Frédéric Laloux précise bien que « ce modèle n’est pas juste différent à la marge » ; il s’agit de penser de manière fondamentalement différente l’organisation. Or, comme le disait Keynes, « La difficulté n’est pas de comprendre les idées nouvelles mais d’échapper aux idées anciennes » : la transformation managériale vers de nouveaux modèles passe donc par un abandon des conceptions avec lesquelles on a fonctionné ‘depuis toujours’.

Les traits communs des cultures internes des organisations qui ont basculé dans ce nouveau paradigme managérial laissent apparaître trois percées fondamentales :

  1.  WholenWholenessess, c’est-à-dire la plénitude ou l’unité

L’égalité de dignité et de valeur des personnes est un principe de base. La richesse du groupe est liée au fait que chaque membre apporte sa contribution singulière.
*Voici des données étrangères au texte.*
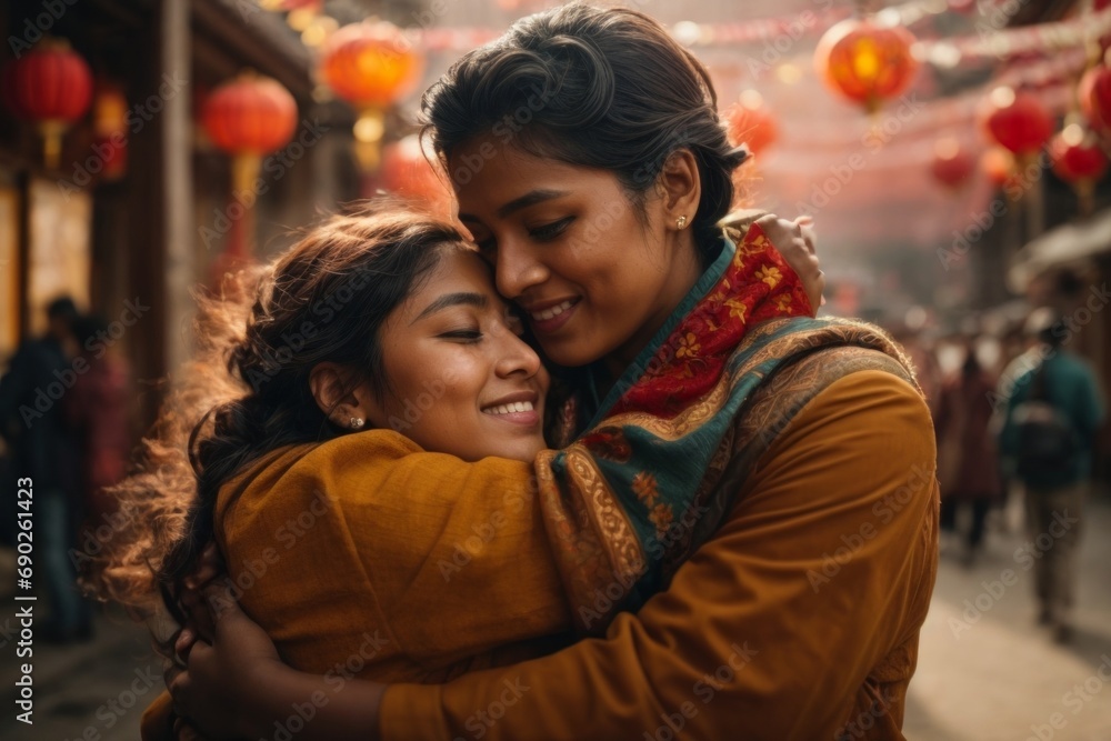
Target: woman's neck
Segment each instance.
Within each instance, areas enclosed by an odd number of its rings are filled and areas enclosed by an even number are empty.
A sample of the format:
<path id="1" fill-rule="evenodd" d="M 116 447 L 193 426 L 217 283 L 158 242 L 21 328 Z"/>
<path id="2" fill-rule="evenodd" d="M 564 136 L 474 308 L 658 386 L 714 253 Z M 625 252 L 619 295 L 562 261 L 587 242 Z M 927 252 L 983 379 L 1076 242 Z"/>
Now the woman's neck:
<path id="1" fill-rule="evenodd" d="M 607 387 L 620 378 L 641 351 L 648 347 L 668 317 L 674 313 L 675 308 L 690 293 L 694 283 L 709 267 L 702 264 L 703 261 L 699 258 L 700 253 L 694 246 L 693 236 L 690 232 L 680 233 L 687 238 L 687 243 L 677 248 L 675 260 L 668 267 L 669 280 L 660 291 L 652 313 L 632 337 L 602 359 L 602 366 L 610 375 Z"/>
Cela requiert d’un environnement protecteur et bienveillant pour passer du mode ‘peur/séparation’ au mode ‘amour/lien’ qui permet l’expression de comportements authentiques où l’on ose exprimer ce qui nous tient le plus à cœur, ce qui fait notre humanité profonde. Il s’agit de tomber les masques et d’arrêter les jeux de rôles.

Frédéric invite à dépasser le cloisonnement de qui nous sommes, sur tous les plans : cognitif, physique, émotionnel et spirituel, rationnel et intuitif, féminin et masculin. Il illustre de manière très visuelle la manière dont nous nous coupons de nous-mêmes pour nous centrer sur ce qui semble être le seul masque acceptable dans le monde du travail : l’égo rationnel masculin, en mettant de côté la part plus profonde de nous-mêmes, notre côté féminin, notre intuition, nos émotions… « En fait, nous n’aimons pas qui nous sommes quand nous ne montrons que cette réduction de nous-mêmes; nous nous sentons floués quand nous portons ce masque. C’est sûrement l’origine du désengagement car quand on ne vient qu’avec un seizième de soi, on n’apporte qu’un seizième de son énergie ! Il faut apprendre à nous montrer le plus pleinement possible, voire à découvrir qui nous sommes à travers le travail que nous faisons. »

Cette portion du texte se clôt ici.